As previously described [19], testis histopathology criteria included the presence of vacuoles in the seminiferous tubules, azoospermic atretic seminiferous tubules, and ‘other’ abnormalities including sloughed spermatogenic cells in center of the tubule and a lack of a tubule lumen. As previously described [38, 39], prostate histopathology criteria included the presence of vacuoles in the glandular epithelium, atrophic glandular epithelium and hyperplasia of prostatic gland epithelium. Kidney histopathology criteria included reduced size of glomerulus, thickened Bowman’s capsule, and the presence of proteinaceous fluid-filled cysts > 50μm in diameter. A cutoff was established to declare a tissue ‘diseased’ based on the mean number of histopathological abnormalities plus two standard deviations from the mean of control group tissues, as assessed by each of the three individual observers blinded to the treatment groups.
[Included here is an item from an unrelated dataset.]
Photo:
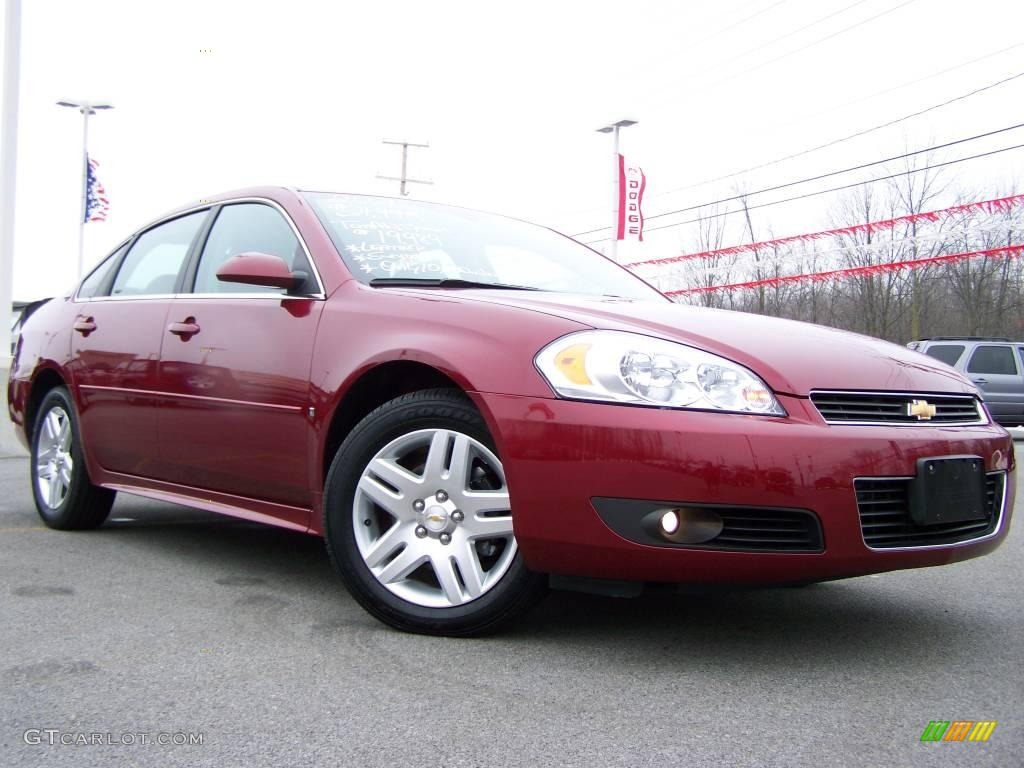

This number (i.e. greater than two standard deviations) was used to classify rats into those with and without testis, prostate, or kidney disease in each lineage. A rat tissue section was finally declared ‘diseased’ only when at least two of the three observers marked the same tissue section ‘diseased’. Obesity was assessed with an increase in body mass and a qualitative evaluation of abdominal adiposity, as previously described [26, 34, 40–42]. The statistical analyses for pathology results were expressed as the proportion of affected animals that exceeded a pre-determined threshold (testis, prostate, or kidney disease frequency, tumor frequency, obese frequency). Groups were analyzed using Fisher’s exact test. The pathologies and histological images were similar to those previously reported.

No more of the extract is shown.